I bought my bike with racetech P20 in the back. As I found out that is progressive spring.

Some sites sell progressive or straight rate springs (Slaven Racing actually sells both ...) others like Racetech only progressive ones.

The bike is over sprung for my riding weight, so I think me grabbing a stock set will put me in the right ballpark. Do I think correctly that the stock rear spring is a straight rate spring, by the single number given in the manual?
What's the consensus, if there's one, straight or progressive is the way to go?

Thanks
 
i bought my 570 used but with what i take to be the OEM yellow spring on it. 72-250 methinks

they are under damped in the mid-stroke so you need a strong spring. I think at 15 stones I went for an 88

regards

Taffy
 
I am 140 lbs without gear, 155ish with gear ... With P20 and almost zero pre-load I am nowhere near the minimum riding sag. The feels stiff most of the time, so I think I really need most likely the stock springs.

Any opinion on the straight vs. progressive shock spring? Are the progressive springs supposed to help with bottoming resistance?
 
All the Husaberg Spring I have light to heavy 4 of them are all progressive.
 
It's getting more confusing for me .... yes from theory point of view all springs are progressive because they require progressively more and more weight to compress them in the same distance.

But are you saying that all stock rear springs on Husaberg bikes are progressively wound and thus their action is progressive, rather than linear (above).

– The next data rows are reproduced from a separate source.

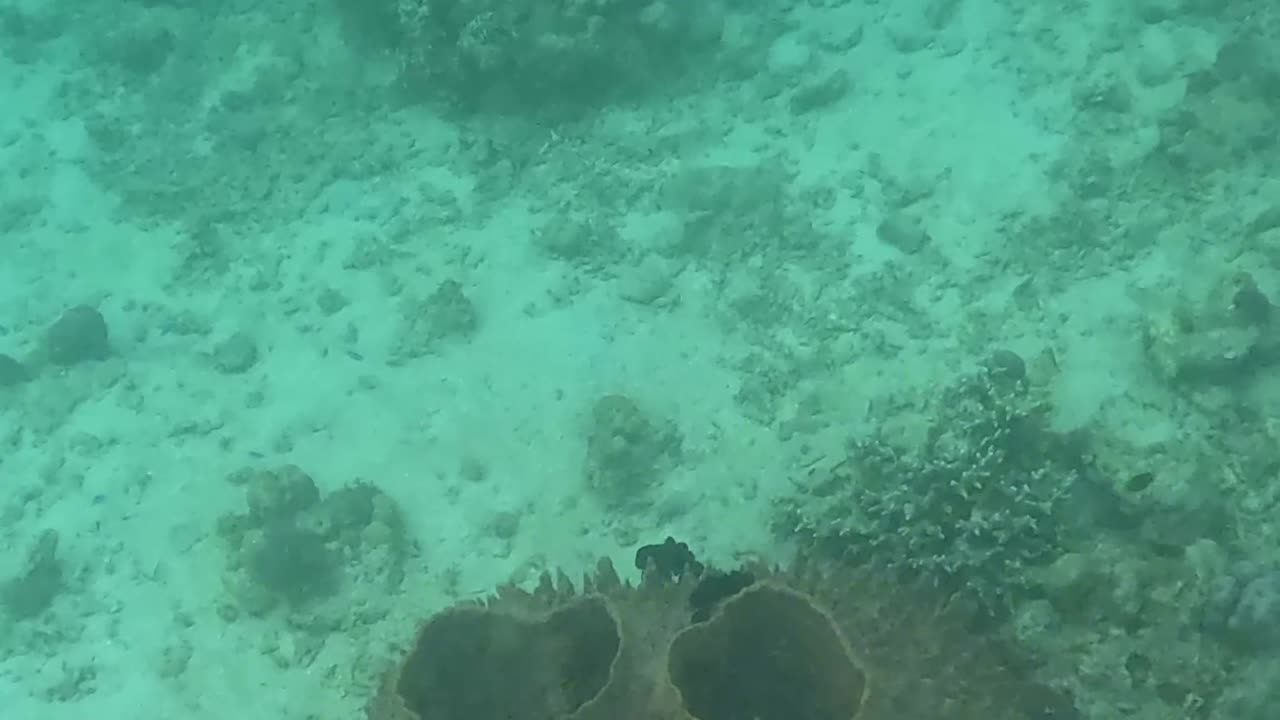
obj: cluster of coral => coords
[367,539,1075,720]
[778,352,1088,612]
[219,465,410,620]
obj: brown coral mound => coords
[369,561,1075,720]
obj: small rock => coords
[45,305,111,366]
[876,213,933,255]
[0,354,31,387]
[212,332,257,375]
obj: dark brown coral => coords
[369,561,1075,720]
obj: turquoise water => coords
[0,0,1280,720]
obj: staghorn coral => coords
[367,543,1075,720]
[777,366,1087,614]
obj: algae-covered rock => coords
[585,395,681,506]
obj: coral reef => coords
[1144,270,1280,384]
[219,465,408,615]
[390,279,480,364]
[367,546,1076,720]
[777,363,1085,612]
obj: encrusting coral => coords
[367,541,1076,720]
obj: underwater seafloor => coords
[0,0,1280,720]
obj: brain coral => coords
[367,548,1076,720]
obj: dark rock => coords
[0,530,65,620]
[45,305,111,366]
[214,332,259,375]
[0,355,31,387]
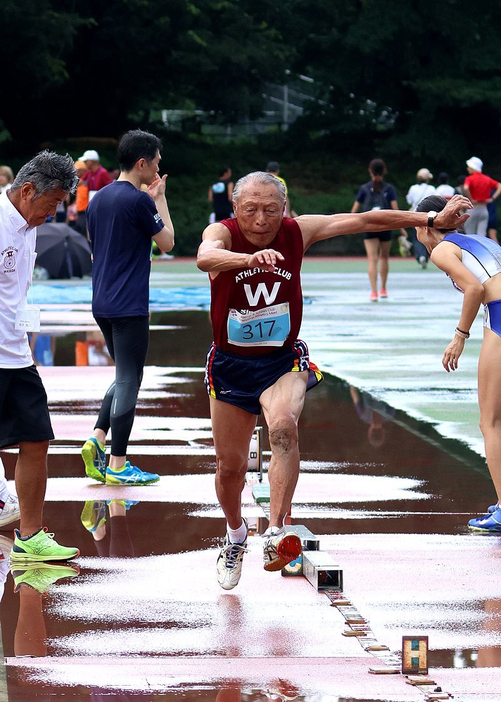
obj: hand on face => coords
[433,195,472,229]
[249,249,284,273]
[148,173,167,199]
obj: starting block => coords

Also why is my manual state only one number like 69N/mm rather than a range like Racetech does for their P20. To me that's a true progressive spring.
 
It's getting more confusing for me .... yes from theory point of view all springs are progressive because they require progressively more and more weight to compress them in the same distance.

FWIW it is not so :) I thought so too. (EDIT: sorry!, on posting I see that I misunderstood your words. They do take progressively more weight :) ... More of the same unit of weight compresses the spring as much as the last unit of weight :) I'll leave the rest of the post here anyway :) ) Springs with identical windings have the same spring rate throughout (except at the VERY end of compression!, out of bounds really). Notice that for linear springs the spring rate is given in kg per mm, as in how many kg's worth of pressure it takes to compress the spring 1 mm :) - And that there's no measure of compression given.

Also cutting a spring makes it stiffer :) I thought the inverse :)

Here's a spanner in the works too:
Spring Rate Selection

Sag isn't everything, can do A LOT in the valving, speed and terrain are the main things to tune the 'spension for.

Edit: That's a lot of smileys! :) I'll blame the coffee! :)
 
Thanks guys, it makes sense now.

This is one reason, I hate buying used, because the guy I bought the bike from has no idea what the guy before him did with the suspension. So I can only assume that most people on budget just buy correct spring and don't spend the money on re-valving. If he did, the linear spring I get might not work the best. But I have no choice because the current setup is way too stiff for my weight.